El sector más duro del entorno político vinculado a Donald Trump ha comenzado a plantear una estrategia que podría alterar los equilibrios geopolíticos en el norte de África y el sur de Europa. Según diversas interpretaciones en círculos políticos y de seguridad, esta corriente defiende reforzar la cooperación militar con Marruecos mediante el traslado o ampliación de bases estadounidenses en su territorio, lo que implicaría un aumento indirecto de la presión sobre las ciudades autónomas españolas de Ceuta y Melilla.
Este planteamiento se enmarca en una visión más amplia de reposicionamiento estratégico de Estados Unidos en regiones clave, con especial atención al control de rutas migratorias, la seguridad en el Mediterráneo y la competencia con otras potencias internacionales. Marruecos, considerado un socio estable en la región y con estrechos vínculos con Washington, aparece como un aliado idóneo para este tipo de movimientos. En este contexto, el refuerzo de la presencia militar estadounidense podría interpretarse como un respaldo indirecto a las aspiraciones geopolíticas marroquíes en su entorno inmediato.
La posible instalación o ampliación de bases militares estadounidenses en suelo marroquí no es una idea completamente nueva, pero cobra especial relevancia si se vincula a sectores del trumpismo más inclinados a políticas de presión y a la redefinición de alianzas tradicionales. Durante la administración Trump ya se produjeron gestos significativos hacia Marruecos, como el reconocimiento de su soberanía sobre el Sáhara Occidental, lo que marcó un giro en la política exterior estadounidense en la región.

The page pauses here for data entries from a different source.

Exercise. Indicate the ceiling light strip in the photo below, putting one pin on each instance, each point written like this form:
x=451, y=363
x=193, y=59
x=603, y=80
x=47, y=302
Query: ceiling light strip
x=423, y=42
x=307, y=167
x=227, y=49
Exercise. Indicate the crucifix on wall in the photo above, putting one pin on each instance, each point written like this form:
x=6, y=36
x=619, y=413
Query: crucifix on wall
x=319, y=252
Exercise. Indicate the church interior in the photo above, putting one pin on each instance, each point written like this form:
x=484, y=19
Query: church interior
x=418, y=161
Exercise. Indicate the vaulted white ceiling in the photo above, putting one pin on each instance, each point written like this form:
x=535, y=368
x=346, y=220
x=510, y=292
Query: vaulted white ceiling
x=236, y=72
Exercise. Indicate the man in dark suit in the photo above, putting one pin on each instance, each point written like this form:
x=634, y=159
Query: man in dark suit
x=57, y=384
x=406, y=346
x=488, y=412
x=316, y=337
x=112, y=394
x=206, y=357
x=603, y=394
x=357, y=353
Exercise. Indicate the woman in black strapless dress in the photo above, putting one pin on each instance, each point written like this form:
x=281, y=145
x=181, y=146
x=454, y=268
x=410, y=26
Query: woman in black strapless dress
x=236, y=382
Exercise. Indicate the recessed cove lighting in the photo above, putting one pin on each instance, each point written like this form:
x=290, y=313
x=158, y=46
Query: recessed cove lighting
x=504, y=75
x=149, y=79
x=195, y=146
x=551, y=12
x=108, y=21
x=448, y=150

En este escenario, España podría verse afectada de forma indirecta. Ceuta y Melilla, por su localización estratégica y su particular estatus, han sido históricamente puntos sensibles en la relación entre Madrid y Rabat. Un aumento de la presencia militar extranjera en Marruecos, especialmente si se percibe como alineada con posiciones más firmes del país norteafricano, podría incrementar la presión diplomática o simbólica sobre estas ciudades.
Analistas en relaciones internacionales advierten de que, más allá de la materialización concreta de estas propuestas, el mero hecho de que sean debatidas refleja un cambio en la narrativa de ciertos sectores políticos estadounidenses. La idea de utilizar la geopolítica del norte de África como palanca de influencia en Europa introduce un elemento de incertidumbre en un contexto ya de por sí complejo, marcado por tensiones migratorias, desafíos de seguridad y competencia estratégica global.
Por el momento, no existe confirmación oficial de planes concretos para trasladar bases militares, y cualquier decisión de este tipo dependería de múltiples factores, incluidos acuerdos bilaterales, condiciones logísticas y el posicionamiento de otras potencias aliadas. No obstante, el debate evidencia la importancia creciente de la región en el tablero internacional y anticipa posibles movimientos que podrían redefinir equilibrios en el flanco sur europeo.